クリスに尻尾をゆるゆると撫でられたり、ルルちゃんがおれの手を自分の太ももに挟んでむぎゅむぎゅしたり。
一番びっくりしたのは、サービスエリアでトイレ休憩をした後、柚希ちゃんがおれを膝に乗っけると言い出したことだ。
「あまねちゃん軽かけん大丈夫!」
にっこり言われて座らされると、二つの質量兵器がおれに直撃でメッチャ気持ちいい。もちろんクリスによる尻尾なでなでやらルルちゃんの太ももも堪能させてもらい、結局魔力はすごく回復した。
回復したけど、むしろ生殺しだよ!
お腹ぺっこぺこだよ!
「……お金貯めたら、大悟にキャンピングカー買ってもらおう」
ベッド付きの車を買う決意をしながら、目的地へと降り立つ。
場所は千葉県。ディスティニーランドでデートとかしたいなー、とか現実逃避をするけれど、おれたちがいるのはもっと都心から離れた、まさに山の中って感じのところだ。

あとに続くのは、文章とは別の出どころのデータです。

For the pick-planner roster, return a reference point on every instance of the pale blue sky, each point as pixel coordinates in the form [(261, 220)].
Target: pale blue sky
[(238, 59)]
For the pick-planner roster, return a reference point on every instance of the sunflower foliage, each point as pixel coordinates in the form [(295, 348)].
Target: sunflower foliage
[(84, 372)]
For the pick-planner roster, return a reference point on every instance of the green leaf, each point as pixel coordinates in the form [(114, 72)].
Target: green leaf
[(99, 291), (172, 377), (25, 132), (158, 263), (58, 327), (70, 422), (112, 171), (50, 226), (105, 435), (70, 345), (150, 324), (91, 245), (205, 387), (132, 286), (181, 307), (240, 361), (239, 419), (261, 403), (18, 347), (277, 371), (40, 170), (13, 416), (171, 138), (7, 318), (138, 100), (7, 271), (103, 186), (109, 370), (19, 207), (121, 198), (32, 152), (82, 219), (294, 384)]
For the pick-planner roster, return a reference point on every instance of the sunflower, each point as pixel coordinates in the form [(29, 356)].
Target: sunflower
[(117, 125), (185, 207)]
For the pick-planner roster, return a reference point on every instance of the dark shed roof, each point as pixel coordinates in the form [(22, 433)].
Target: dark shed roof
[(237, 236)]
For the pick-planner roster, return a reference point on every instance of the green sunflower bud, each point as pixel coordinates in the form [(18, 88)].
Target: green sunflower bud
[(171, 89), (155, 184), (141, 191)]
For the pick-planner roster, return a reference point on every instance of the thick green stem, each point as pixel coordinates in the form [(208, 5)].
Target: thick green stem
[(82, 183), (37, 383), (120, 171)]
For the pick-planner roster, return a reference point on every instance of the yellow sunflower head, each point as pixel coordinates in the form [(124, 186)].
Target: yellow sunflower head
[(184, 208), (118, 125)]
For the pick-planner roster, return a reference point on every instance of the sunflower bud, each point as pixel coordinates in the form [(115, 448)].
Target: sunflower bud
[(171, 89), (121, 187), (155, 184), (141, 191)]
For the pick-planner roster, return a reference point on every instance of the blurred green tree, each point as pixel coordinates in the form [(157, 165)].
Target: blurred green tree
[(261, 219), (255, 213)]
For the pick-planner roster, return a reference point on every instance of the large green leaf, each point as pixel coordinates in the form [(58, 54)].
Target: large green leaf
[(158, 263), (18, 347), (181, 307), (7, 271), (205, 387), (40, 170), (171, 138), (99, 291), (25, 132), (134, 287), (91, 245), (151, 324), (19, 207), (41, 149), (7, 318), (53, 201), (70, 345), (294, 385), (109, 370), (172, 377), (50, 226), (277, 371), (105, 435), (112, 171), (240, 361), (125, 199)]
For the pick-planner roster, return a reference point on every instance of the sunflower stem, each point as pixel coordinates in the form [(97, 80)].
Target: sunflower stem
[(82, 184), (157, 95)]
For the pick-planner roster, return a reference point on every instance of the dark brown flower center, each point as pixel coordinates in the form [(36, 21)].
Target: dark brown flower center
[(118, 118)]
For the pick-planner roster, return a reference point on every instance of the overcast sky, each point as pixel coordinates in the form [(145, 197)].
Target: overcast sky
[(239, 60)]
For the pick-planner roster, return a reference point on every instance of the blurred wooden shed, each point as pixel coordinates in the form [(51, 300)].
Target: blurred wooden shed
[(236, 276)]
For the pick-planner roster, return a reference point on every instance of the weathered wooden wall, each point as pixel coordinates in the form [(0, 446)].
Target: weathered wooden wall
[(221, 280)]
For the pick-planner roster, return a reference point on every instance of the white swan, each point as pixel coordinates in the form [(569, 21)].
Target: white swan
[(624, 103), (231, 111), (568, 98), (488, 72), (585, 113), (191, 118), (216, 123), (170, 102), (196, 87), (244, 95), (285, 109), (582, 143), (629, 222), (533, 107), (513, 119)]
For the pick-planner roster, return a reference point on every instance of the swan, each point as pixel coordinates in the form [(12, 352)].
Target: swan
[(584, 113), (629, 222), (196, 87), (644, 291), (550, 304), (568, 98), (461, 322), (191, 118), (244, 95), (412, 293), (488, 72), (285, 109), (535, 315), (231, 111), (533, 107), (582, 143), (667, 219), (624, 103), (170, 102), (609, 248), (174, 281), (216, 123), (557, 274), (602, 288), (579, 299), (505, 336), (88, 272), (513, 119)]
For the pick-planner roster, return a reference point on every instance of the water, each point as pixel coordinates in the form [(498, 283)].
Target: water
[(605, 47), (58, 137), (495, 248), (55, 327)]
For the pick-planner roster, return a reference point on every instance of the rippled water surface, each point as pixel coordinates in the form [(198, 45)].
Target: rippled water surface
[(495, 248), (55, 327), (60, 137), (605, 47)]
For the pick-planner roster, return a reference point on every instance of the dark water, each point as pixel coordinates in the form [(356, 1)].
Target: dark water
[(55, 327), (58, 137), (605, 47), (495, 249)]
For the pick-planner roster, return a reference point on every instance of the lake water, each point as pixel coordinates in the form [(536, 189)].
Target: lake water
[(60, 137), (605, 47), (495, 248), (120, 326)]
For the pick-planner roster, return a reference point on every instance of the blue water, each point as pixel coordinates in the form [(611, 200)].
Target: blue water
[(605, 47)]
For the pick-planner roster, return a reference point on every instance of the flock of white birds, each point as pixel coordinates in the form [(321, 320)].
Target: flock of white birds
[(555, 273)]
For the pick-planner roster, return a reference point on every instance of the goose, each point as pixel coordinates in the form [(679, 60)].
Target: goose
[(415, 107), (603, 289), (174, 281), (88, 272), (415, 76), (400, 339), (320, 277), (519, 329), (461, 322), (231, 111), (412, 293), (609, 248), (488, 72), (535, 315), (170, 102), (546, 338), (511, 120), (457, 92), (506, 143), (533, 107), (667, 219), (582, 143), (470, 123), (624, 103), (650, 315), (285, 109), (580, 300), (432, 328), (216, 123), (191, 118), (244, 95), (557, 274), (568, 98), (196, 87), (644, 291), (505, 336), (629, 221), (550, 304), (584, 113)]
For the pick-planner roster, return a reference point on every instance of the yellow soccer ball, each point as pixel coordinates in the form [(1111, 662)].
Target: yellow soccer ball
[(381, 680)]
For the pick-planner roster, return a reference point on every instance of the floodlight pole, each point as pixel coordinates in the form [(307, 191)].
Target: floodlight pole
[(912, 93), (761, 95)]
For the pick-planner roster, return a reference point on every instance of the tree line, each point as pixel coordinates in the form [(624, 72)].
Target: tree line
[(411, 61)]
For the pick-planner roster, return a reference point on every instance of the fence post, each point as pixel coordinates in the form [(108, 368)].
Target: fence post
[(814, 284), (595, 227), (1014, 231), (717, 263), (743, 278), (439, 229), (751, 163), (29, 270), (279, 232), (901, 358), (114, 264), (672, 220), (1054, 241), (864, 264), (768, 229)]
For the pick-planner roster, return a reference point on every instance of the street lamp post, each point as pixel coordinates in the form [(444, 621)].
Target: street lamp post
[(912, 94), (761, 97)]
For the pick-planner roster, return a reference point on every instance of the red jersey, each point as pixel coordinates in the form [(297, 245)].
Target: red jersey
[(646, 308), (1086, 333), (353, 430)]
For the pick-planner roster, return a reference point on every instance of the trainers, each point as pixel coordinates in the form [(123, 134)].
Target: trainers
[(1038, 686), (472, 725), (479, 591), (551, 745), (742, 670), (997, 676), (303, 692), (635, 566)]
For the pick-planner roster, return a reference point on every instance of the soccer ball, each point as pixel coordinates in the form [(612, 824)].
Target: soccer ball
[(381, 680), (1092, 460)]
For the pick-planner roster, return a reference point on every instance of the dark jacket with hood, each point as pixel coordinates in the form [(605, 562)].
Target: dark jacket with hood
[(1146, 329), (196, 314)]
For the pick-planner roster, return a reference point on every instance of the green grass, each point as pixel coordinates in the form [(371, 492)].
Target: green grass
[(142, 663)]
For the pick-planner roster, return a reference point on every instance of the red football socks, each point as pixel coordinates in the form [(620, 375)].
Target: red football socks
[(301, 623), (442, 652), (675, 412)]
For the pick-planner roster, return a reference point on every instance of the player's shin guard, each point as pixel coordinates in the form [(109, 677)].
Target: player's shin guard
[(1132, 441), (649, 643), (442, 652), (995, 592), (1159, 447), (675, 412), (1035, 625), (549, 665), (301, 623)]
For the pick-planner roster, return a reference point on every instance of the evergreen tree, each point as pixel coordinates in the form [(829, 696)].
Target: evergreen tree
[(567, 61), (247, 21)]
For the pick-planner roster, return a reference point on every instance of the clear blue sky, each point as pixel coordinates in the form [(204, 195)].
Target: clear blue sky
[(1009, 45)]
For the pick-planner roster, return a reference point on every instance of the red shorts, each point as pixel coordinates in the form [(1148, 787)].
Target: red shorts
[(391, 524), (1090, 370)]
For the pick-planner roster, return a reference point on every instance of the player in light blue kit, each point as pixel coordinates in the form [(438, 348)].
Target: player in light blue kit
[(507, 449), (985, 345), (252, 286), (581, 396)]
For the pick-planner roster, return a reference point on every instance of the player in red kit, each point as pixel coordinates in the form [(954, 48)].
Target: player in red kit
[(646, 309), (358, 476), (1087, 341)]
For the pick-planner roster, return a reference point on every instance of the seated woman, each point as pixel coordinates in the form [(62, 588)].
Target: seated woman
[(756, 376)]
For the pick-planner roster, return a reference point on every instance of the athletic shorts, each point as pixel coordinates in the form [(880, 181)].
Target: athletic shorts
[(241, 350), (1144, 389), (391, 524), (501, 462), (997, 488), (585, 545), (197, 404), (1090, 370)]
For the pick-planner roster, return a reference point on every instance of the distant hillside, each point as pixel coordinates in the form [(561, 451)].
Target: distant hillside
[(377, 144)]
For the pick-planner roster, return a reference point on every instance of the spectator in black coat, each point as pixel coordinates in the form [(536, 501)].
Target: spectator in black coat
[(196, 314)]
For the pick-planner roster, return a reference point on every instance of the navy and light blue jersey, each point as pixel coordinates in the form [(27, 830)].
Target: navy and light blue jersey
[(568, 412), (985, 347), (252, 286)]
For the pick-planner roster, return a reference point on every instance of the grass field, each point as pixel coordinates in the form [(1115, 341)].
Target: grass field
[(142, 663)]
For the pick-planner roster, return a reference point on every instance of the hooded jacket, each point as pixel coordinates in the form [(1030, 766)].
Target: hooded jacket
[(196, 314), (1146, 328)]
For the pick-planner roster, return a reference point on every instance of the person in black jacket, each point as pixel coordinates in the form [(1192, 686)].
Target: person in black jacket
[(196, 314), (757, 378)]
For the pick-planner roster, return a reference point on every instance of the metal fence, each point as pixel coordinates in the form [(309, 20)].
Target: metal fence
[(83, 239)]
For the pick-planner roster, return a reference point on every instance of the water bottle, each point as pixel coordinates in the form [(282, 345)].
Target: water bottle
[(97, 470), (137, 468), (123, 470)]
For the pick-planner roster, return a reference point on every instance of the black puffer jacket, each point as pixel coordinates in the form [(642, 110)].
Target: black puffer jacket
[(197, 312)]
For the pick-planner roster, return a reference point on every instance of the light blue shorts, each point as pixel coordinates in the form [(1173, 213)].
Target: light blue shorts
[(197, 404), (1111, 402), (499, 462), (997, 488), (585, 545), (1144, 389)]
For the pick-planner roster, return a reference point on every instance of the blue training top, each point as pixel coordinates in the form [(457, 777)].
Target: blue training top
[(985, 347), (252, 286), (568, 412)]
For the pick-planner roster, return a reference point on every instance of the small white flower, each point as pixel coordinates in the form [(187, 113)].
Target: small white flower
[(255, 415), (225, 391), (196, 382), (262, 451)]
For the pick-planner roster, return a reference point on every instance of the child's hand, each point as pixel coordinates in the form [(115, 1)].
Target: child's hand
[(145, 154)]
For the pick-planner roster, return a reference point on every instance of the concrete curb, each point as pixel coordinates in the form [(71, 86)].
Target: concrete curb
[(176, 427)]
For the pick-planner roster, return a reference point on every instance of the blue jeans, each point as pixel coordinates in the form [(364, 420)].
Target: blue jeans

ゴルフ場や廃金属集積場がぽつぽつと立ち並び、見通しが悪いところは雑木林。見通しがいいと思えば畑。田舎というか、居住目的ではない開発が行われた結果、といったところだろうか。一応は民家もあるけれど、おれたちが通った道はお隣さんまで2km以上あります、みたいな感じであった。
街灯もぽつん、ぽつんと距離が空いており、LEDじゃないので暗い。
利用目的不明の空地に車を止めると、そこには銀のレクサスが一台。中にいたのは土御門さんであった。どうやら先に来て、おれたちを待っていたらしい。
「……良く来た。が、もう夜も遅いのにこんなこどもが……」
おれとルルちゃんを険しい顔で見る土御門さんだが、三条さんがまぁまぁ、と取りなす。うん、苦労人だよね。車の中でのことも本当にごめん。
「宗谷様もルル様も一般人とは少し違いますし、ここで一般的な社会道徳を説かなくてもよろしいかと」
「……しかしな」
「お嬢様にもそうやって食い下がっておられるので?」
「グッ! ……いくぞ!」
なんと土御門さん、二児の父だった。しかも反抗期真っ盛りなんだとか三条さんがこっそり教えてくれた。
もしかして祓魔師協会だけじゃなくて家庭でもストレス溜めてるのかな……。
「この先に、廃棄された結核療養所があります」
「そこに例の妖魔に関する何かが?」
「まぁそれを確認にいくんです」
「エッ」
懐中電灯は土御門さんと三条さんが一本ずつ。おれたちは何も持っていない。だというのに当たり前のように真っ暗な森のほうに進んでいくのだ。
有体にいって、死ぬほど怖い。
死ぬほど怖いけど、怖がりって思われたくない。
「る、ルルちゃん、怖くない? 手ェ繋いであげようか?」
「? ルルはこのくらいなら、よく見えるのです」
あああああ!
うさぎは夜目が利くのか!
「ゆ、ゆず……」
「何か探検んごたってわくわくするね!」
光属性は闇にも強いのか……!
光と闇はお互いに弱点ってのが定石だろうに……!
「クリスぅ……」
「……ほら」
しょうがないのでクリスに手をつないでもらうことにした。
耳元で、「私を頼るのは最後?」とちょっと不機嫌そうな質問をされたので、見栄を張るのを諦めて小声で全部話す。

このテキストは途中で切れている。